An Erotic Love Story

 

 

by

 

Michael Malflic

 

 

Copyright 2012

 

 

 

This novel is a work of fiction and solely the creation of the author’s imagination.  All places mentioned are used fictitiously any resemblance to actual people or events is purely coincidence.

305

 

 

It Had Been Years

 

305

 

 

It Had Been Years

It had been years

It had been years since he had heard from her, perhaps decades would be a more suitable explanation for the passing of time that had occurred.  It’s not that she hadn’t crossed his mind since they last saw each other, it was merely that she was not and never had been part of his everyday world.  When he found the note from her in an undisclosed email address he kept, it was almost mistaken for spam along with all the other porno & Viagra ads.  Deleted without ever being opened, the fate suffered by most of the unsolicited email, but something in the subject line caught his eye.

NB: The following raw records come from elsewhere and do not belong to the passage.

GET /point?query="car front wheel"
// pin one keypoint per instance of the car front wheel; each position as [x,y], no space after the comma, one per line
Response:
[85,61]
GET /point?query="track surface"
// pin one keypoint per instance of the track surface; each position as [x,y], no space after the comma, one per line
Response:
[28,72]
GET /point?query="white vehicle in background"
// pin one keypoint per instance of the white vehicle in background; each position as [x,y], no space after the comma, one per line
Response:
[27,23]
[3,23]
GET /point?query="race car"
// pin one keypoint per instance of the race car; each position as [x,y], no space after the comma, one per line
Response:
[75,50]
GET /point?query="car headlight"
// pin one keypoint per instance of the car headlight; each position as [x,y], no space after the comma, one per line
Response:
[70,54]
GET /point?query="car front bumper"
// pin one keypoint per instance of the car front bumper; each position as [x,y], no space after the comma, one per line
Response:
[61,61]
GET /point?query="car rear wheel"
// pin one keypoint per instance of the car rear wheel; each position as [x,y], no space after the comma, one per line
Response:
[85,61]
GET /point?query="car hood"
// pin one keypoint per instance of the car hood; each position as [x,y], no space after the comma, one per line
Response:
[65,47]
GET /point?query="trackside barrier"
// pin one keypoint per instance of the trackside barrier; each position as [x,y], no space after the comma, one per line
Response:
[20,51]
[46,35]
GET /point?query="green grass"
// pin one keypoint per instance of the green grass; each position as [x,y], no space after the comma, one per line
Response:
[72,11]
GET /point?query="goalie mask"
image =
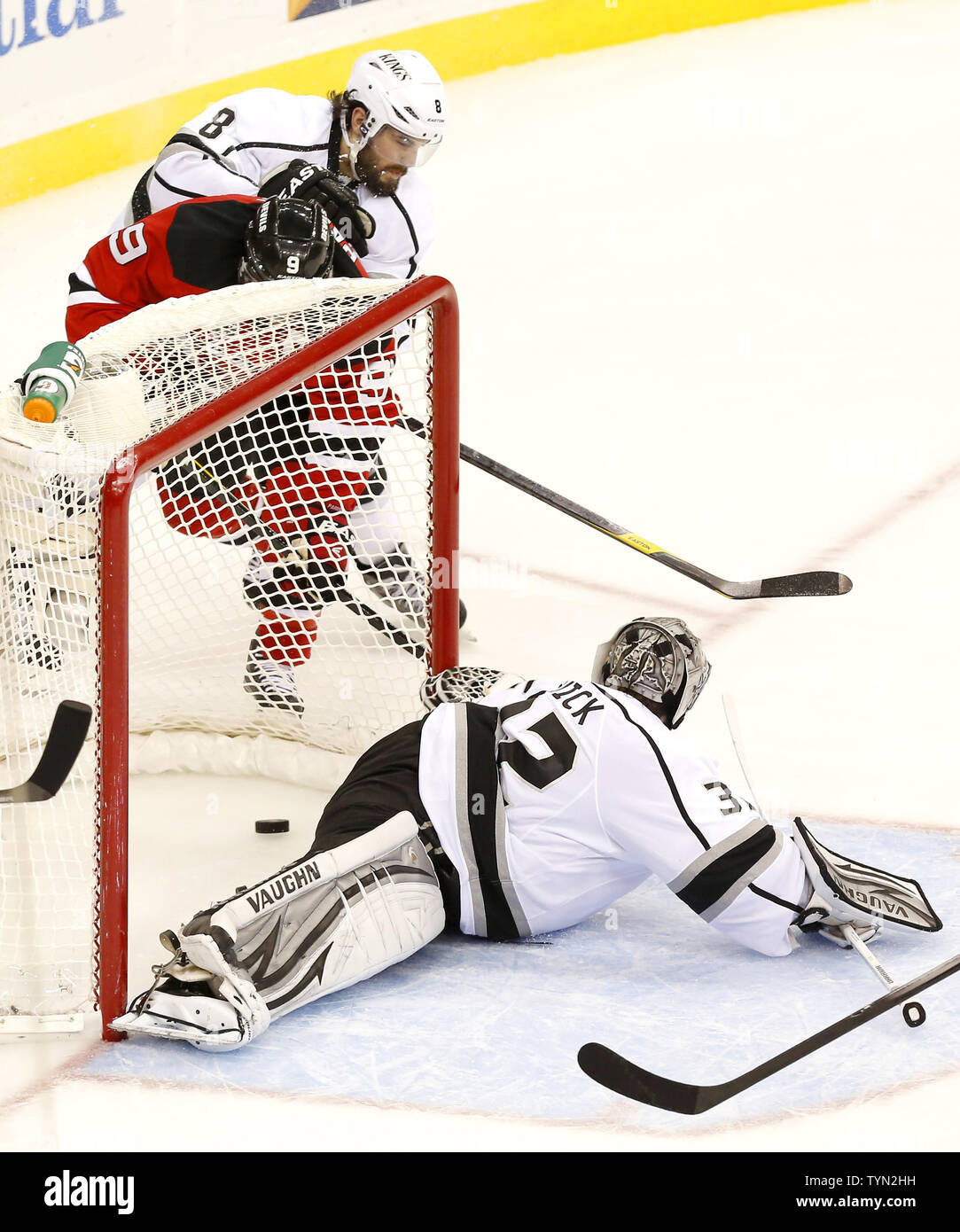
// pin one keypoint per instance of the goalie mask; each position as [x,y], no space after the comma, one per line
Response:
[656,659]
[402,90]
[287,238]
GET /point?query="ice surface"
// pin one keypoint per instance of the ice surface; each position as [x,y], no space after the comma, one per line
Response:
[721,312]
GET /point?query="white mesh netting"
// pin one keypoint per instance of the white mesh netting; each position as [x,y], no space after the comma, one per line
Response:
[264,565]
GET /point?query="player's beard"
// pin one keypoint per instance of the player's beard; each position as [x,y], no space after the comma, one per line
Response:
[378,177]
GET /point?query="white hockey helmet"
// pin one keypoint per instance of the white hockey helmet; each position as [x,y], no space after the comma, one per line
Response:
[401,89]
[656,659]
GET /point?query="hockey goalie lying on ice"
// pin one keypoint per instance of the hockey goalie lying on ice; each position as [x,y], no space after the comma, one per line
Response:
[514,807]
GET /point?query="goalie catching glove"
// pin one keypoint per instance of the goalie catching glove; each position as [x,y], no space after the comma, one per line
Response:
[850,893]
[464,684]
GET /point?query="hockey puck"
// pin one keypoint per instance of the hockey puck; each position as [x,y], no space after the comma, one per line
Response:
[272,825]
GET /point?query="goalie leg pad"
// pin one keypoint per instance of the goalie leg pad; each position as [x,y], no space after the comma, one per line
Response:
[849,893]
[319,925]
[338,932]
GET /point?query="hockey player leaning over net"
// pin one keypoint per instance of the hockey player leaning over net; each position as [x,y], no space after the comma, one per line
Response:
[367,139]
[183,233]
[513,808]
[308,464]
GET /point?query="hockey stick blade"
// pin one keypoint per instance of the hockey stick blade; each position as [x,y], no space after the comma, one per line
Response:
[618,1074]
[792,585]
[68,732]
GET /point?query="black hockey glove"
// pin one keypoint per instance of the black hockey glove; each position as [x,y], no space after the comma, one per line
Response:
[308,183]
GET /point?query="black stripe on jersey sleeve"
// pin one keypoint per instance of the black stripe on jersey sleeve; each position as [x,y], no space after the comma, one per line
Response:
[483,787]
[198,144]
[141,199]
[663,765]
[398,204]
[274,145]
[722,874]
[205,242]
[173,187]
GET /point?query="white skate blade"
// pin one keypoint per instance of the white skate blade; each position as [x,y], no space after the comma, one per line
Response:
[217,1029]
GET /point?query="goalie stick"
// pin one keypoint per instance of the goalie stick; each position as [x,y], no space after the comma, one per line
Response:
[792,585]
[244,514]
[621,1076]
[68,732]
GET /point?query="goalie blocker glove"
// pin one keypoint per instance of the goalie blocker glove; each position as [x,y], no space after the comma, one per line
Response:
[847,893]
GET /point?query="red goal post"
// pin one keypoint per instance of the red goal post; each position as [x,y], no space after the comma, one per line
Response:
[432,299]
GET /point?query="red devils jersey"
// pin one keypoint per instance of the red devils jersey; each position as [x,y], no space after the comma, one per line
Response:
[183,250]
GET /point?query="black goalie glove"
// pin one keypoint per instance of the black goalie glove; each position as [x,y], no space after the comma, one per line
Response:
[308,183]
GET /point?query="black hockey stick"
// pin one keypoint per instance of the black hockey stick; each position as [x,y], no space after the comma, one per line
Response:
[792,585]
[68,732]
[243,512]
[619,1074]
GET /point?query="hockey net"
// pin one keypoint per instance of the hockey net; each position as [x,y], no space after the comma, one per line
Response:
[234,545]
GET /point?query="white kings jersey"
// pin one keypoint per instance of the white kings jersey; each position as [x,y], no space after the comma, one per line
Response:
[555,799]
[239,142]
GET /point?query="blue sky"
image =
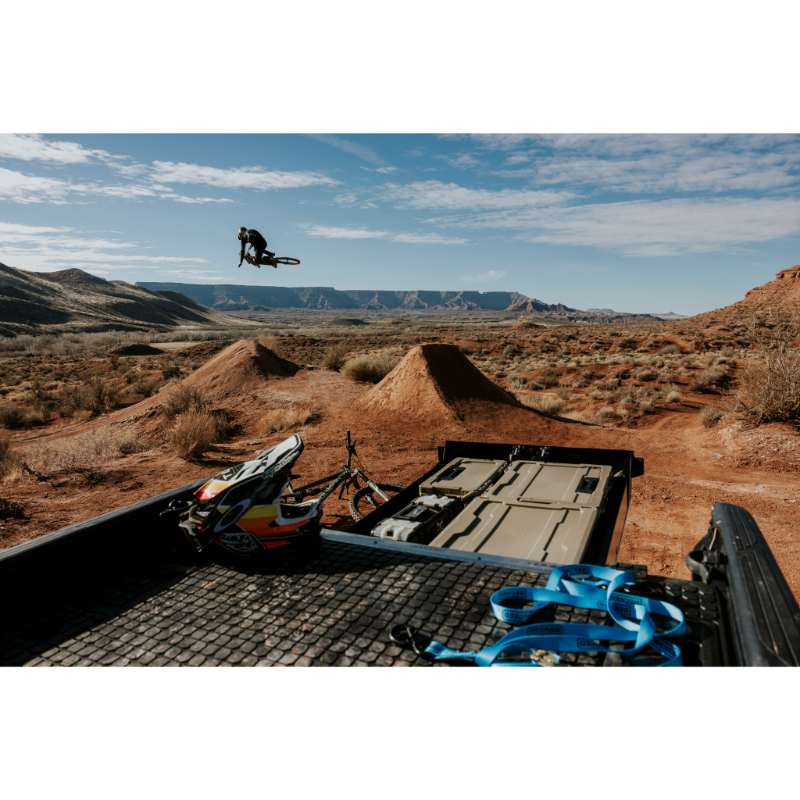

She asked in the subject line are you and inserted a name that he hadn’t been openly known by for almost as long as it had been since they had last seen each other.  The email contained a series of words that only someone who was around him many years ago could have quoted back to him so exactly. “It would hurt less if I killed you slowly than if I loved you because everything I have ever loved died inside of me” her recall of his morbid, long forgotten proclamation lingered on.
 
Were his words of a dark and twisted sexuality so engrained in her that she carried them in her mind all these years as he did?  He doubted that anyone in the world could
ever remember the words he had spoken as another man so long ago.  His blood ran cold as to how she found him, not that there was any great evil involved, his mind wondered back to a time long ago as he read on.  After a few more verses of his long since abandoned poetry, she inquired if he remembered when she had asked him for a particular favor of sorts.  How could he forget?
It was the one consistent thing he thought of each and every time he remembered
her,
it was emblazoned into his memory seemingly as much as his words were to her.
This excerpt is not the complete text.